If Titanic hadn’t actually sunk on its maiden voyage not even Jeffrey Archer would have dared invent such a hammily extravagant plot.
The passenger list — Benjamin Guggenheim, John Jacob Astor IV (Macy’s owner), Isidor Straus, the silent film actress Dorothy Gibson, inventor of the New Journalism W.T. Stead, and sundry English toffs — was just too implausibly rich and diverse. The sudden social levelling induced by disaster too neat and melodramatic. The background details — the band playing on, the lifeboat shortage, the men’s Birkenhead drill stoicism as their female loved ones and children clambered into the lifeboats (or not) — were too upsetting, maddening and moving. And the deus ex machina — an iceberg, for God’s sake? — too ludicrously implausible.
But it happened nonetheless. And a century on, there really can have been no better choice of screenwriter to wring every last drop of class nuance, dramatic irony and pathos out of the tale than Julian Fellowes. Titanic is, of course, Downton Abbey on the Sea — only a hundred times more satisfying because at no point are you sitting there going, ‘Oh, come on! That burgeoning romance between the handsome young American heir and the suffragettishly liberated daughter of an English earl cut brutally short would so never have happened…’

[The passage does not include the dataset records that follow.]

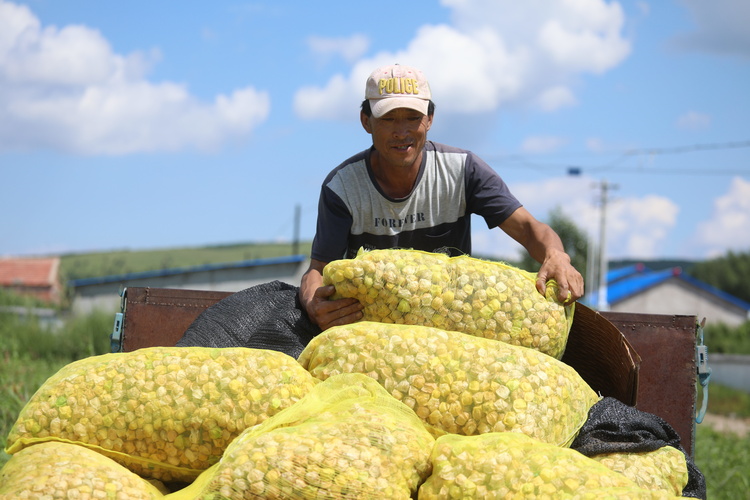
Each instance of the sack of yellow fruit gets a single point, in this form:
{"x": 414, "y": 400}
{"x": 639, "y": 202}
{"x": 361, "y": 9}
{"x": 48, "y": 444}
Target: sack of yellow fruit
{"x": 511, "y": 465}
{"x": 464, "y": 294}
{"x": 458, "y": 383}
{"x": 663, "y": 469}
{"x": 56, "y": 470}
{"x": 348, "y": 438}
{"x": 166, "y": 413}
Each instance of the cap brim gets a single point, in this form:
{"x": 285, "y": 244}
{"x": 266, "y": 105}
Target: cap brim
{"x": 380, "y": 107}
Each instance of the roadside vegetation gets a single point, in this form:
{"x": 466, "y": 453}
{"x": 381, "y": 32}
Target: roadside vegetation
{"x": 30, "y": 352}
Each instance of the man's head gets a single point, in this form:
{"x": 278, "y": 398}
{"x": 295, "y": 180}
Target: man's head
{"x": 396, "y": 86}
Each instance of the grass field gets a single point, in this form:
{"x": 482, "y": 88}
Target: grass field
{"x": 28, "y": 355}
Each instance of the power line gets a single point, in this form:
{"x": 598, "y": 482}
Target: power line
{"x": 625, "y": 155}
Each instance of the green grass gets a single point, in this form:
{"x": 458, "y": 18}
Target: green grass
{"x": 29, "y": 355}
{"x": 724, "y": 459}
{"x": 92, "y": 265}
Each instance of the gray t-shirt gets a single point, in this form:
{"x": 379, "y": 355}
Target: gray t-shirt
{"x": 452, "y": 184}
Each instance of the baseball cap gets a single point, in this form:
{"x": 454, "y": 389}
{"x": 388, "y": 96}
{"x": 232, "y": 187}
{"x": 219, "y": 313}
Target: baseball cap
{"x": 397, "y": 86}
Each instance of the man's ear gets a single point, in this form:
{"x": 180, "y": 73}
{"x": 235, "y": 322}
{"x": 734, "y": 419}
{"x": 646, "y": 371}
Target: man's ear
{"x": 365, "y": 120}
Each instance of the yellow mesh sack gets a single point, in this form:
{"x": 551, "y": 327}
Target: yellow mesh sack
{"x": 511, "y": 465}
{"x": 56, "y": 470}
{"x": 458, "y": 383}
{"x": 164, "y": 412}
{"x": 347, "y": 438}
{"x": 663, "y": 469}
{"x": 478, "y": 297}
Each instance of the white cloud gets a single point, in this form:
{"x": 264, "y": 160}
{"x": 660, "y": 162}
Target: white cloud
{"x": 494, "y": 52}
{"x": 636, "y": 227}
{"x": 692, "y": 120}
{"x": 728, "y": 227}
{"x": 720, "y": 27}
{"x": 348, "y": 48}
{"x": 555, "y": 98}
{"x": 65, "y": 89}
{"x": 541, "y": 144}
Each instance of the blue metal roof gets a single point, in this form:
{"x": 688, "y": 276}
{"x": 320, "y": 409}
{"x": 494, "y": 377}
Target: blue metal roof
{"x": 635, "y": 282}
{"x": 623, "y": 272}
{"x": 182, "y": 270}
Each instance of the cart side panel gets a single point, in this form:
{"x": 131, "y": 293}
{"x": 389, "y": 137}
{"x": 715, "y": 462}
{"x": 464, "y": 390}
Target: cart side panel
{"x": 160, "y": 316}
{"x": 667, "y": 375}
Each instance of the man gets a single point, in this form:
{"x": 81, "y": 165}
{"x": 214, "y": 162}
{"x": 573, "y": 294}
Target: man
{"x": 408, "y": 192}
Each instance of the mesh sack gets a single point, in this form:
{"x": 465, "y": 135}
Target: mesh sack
{"x": 266, "y": 316}
{"x": 510, "y": 465}
{"x": 56, "y": 470}
{"x": 164, "y": 412}
{"x": 663, "y": 469}
{"x": 346, "y": 439}
{"x": 458, "y": 383}
{"x": 478, "y": 297}
{"x": 614, "y": 427}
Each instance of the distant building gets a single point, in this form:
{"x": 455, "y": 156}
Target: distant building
{"x": 34, "y": 277}
{"x": 103, "y": 293}
{"x": 638, "y": 289}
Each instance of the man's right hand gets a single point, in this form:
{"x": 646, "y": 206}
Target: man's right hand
{"x": 327, "y": 313}
{"x": 316, "y": 299}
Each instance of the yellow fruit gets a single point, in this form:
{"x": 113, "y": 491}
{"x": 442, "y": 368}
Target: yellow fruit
{"x": 482, "y": 298}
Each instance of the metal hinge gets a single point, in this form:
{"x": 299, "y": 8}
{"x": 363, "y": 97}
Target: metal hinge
{"x": 703, "y": 370}
{"x": 115, "y": 338}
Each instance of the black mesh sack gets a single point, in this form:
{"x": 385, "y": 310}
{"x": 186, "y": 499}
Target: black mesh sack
{"x": 266, "y": 316}
{"x": 614, "y": 427}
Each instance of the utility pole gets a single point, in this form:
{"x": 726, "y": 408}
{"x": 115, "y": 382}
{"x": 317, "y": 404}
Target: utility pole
{"x": 604, "y": 187}
{"x": 295, "y": 236}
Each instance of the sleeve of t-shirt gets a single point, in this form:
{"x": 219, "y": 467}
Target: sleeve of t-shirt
{"x": 332, "y": 229}
{"x": 487, "y": 194}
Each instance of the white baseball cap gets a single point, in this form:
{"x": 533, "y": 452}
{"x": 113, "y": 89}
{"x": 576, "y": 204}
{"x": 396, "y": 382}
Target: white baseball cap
{"x": 397, "y": 86}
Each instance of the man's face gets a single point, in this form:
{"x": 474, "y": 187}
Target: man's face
{"x": 398, "y": 136}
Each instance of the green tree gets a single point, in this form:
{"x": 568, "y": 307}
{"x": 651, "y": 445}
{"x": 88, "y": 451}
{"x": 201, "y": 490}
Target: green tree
{"x": 729, "y": 273}
{"x": 574, "y": 239}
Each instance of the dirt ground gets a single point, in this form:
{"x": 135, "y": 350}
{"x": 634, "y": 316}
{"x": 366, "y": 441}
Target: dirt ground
{"x": 721, "y": 423}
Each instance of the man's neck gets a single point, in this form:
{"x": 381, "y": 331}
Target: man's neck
{"x": 396, "y": 181}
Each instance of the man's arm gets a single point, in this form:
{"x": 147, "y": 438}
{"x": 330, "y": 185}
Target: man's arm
{"x": 315, "y": 298}
{"x": 545, "y": 246}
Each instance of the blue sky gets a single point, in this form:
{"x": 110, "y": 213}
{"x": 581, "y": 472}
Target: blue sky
{"x": 140, "y": 125}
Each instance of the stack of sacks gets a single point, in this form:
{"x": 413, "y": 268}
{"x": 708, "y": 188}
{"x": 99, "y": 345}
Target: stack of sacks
{"x": 346, "y": 439}
{"x": 510, "y": 465}
{"x": 458, "y": 383}
{"x": 164, "y": 413}
{"x": 463, "y": 294}
{"x": 63, "y": 470}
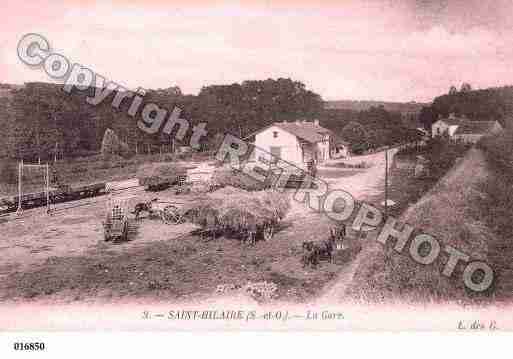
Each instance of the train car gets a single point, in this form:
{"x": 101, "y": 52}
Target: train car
{"x": 61, "y": 194}
{"x": 86, "y": 191}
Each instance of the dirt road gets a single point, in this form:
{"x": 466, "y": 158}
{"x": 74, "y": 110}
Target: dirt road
{"x": 74, "y": 237}
{"x": 361, "y": 186}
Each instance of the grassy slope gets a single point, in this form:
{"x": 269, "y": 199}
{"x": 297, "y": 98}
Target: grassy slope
{"x": 450, "y": 212}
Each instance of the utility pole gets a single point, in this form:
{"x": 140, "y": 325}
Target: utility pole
{"x": 386, "y": 183}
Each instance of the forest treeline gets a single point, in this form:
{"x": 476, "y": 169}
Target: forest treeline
{"x": 482, "y": 105}
{"x": 40, "y": 119}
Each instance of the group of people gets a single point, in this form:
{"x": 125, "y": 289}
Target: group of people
{"x": 314, "y": 251}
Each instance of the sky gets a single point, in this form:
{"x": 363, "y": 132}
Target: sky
{"x": 389, "y": 50}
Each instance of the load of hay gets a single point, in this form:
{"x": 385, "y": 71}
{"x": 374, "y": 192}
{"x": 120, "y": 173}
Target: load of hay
{"x": 240, "y": 211}
{"x": 113, "y": 146}
{"x": 160, "y": 173}
{"x": 223, "y": 177}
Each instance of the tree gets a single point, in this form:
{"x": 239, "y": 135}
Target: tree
{"x": 354, "y": 133}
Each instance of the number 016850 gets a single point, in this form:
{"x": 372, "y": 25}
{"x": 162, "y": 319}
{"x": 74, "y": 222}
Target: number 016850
{"x": 29, "y": 346}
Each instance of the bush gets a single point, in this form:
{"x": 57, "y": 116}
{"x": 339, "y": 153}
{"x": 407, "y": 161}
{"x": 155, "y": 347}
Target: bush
{"x": 112, "y": 145}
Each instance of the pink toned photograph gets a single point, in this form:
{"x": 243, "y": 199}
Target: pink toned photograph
{"x": 341, "y": 166}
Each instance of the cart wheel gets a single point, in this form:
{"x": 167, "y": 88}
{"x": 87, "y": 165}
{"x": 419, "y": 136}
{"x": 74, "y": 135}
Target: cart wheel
{"x": 171, "y": 215}
{"x": 268, "y": 232}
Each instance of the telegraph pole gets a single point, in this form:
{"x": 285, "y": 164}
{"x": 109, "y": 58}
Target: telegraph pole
{"x": 386, "y": 183}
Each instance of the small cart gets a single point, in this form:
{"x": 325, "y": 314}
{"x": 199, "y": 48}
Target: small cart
{"x": 117, "y": 226}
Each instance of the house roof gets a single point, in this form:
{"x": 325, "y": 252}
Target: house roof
{"x": 474, "y": 127}
{"x": 307, "y": 131}
{"x": 452, "y": 121}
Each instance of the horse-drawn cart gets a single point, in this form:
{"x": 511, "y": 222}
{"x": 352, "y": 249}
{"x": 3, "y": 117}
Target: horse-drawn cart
{"x": 117, "y": 226}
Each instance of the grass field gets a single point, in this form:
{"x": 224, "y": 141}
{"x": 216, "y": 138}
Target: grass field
{"x": 450, "y": 212}
{"x": 64, "y": 258}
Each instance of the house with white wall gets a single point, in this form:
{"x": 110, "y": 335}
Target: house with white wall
{"x": 298, "y": 142}
{"x": 447, "y": 125}
{"x": 463, "y": 129}
{"x": 472, "y": 131}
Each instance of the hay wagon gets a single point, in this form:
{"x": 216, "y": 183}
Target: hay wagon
{"x": 161, "y": 176}
{"x": 242, "y": 214}
{"x": 169, "y": 212}
{"x": 117, "y": 226}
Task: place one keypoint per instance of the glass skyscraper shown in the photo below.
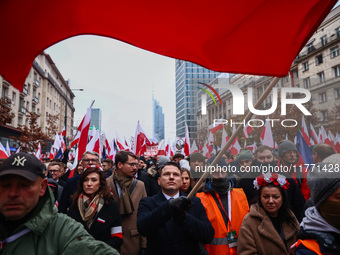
(188, 76)
(158, 121)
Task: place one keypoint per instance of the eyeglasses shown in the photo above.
(90, 159)
(132, 164)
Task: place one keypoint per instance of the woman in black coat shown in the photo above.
(94, 207)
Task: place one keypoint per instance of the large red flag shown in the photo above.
(221, 32)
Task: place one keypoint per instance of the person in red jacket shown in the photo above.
(290, 160)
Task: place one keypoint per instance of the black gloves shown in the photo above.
(179, 206)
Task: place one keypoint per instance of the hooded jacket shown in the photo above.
(259, 236)
(50, 232)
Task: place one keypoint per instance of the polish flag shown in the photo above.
(314, 134)
(267, 135)
(3, 153)
(57, 143)
(8, 150)
(187, 141)
(38, 152)
(225, 138)
(235, 146)
(193, 147)
(94, 145)
(337, 142)
(63, 132)
(161, 148)
(84, 131)
(252, 147)
(213, 128)
(247, 130)
(304, 131)
(168, 149)
(139, 140)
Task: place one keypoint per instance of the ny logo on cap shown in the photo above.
(19, 161)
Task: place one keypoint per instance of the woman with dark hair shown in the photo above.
(94, 207)
(270, 227)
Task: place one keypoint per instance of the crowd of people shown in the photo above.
(271, 203)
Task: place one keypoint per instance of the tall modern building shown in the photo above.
(188, 78)
(158, 121)
(96, 118)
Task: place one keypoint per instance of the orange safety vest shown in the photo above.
(239, 208)
(310, 244)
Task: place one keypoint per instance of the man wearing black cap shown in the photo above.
(29, 222)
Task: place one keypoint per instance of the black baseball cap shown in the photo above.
(23, 164)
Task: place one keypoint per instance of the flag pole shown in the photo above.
(234, 135)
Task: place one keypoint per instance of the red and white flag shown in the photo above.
(267, 135)
(225, 138)
(314, 134)
(193, 147)
(3, 153)
(235, 146)
(304, 131)
(84, 131)
(8, 150)
(161, 148)
(139, 140)
(247, 130)
(186, 141)
(93, 144)
(38, 152)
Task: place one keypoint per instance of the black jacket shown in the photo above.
(104, 221)
(155, 221)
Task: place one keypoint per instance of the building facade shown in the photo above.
(45, 92)
(188, 78)
(158, 121)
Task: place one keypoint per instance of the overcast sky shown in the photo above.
(120, 78)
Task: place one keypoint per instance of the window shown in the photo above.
(318, 60)
(336, 71)
(334, 52)
(305, 66)
(337, 93)
(323, 116)
(306, 83)
(322, 97)
(14, 97)
(321, 77)
(323, 40)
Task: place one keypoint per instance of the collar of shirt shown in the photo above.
(168, 197)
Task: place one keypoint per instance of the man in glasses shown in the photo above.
(89, 158)
(127, 192)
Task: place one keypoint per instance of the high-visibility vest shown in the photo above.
(237, 208)
(310, 244)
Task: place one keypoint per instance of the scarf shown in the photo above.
(125, 202)
(88, 207)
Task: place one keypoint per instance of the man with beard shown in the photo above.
(226, 208)
(263, 160)
(127, 192)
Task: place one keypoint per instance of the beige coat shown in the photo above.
(258, 235)
(132, 240)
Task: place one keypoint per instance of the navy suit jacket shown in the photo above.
(164, 235)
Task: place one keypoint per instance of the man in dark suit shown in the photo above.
(173, 224)
(89, 158)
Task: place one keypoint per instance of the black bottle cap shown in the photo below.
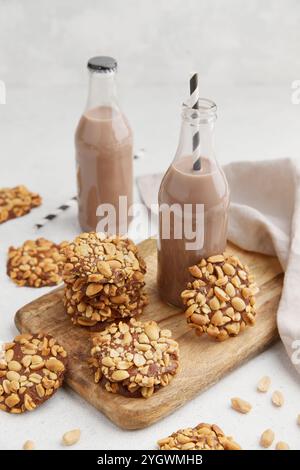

In this new centennial account of the disaster, Fellowes and producer Nigel Stafford-Clark have very wisely decided not to rock the boat — as it were — by trying to adapt the story for modern prejudices. So we’re not invited to believe that reeling, jigging Oirish jollity, decency and raw courage are the sole preserve of the ordinary working folk below deck, while all toffs can do is be buttoned-up and snooty.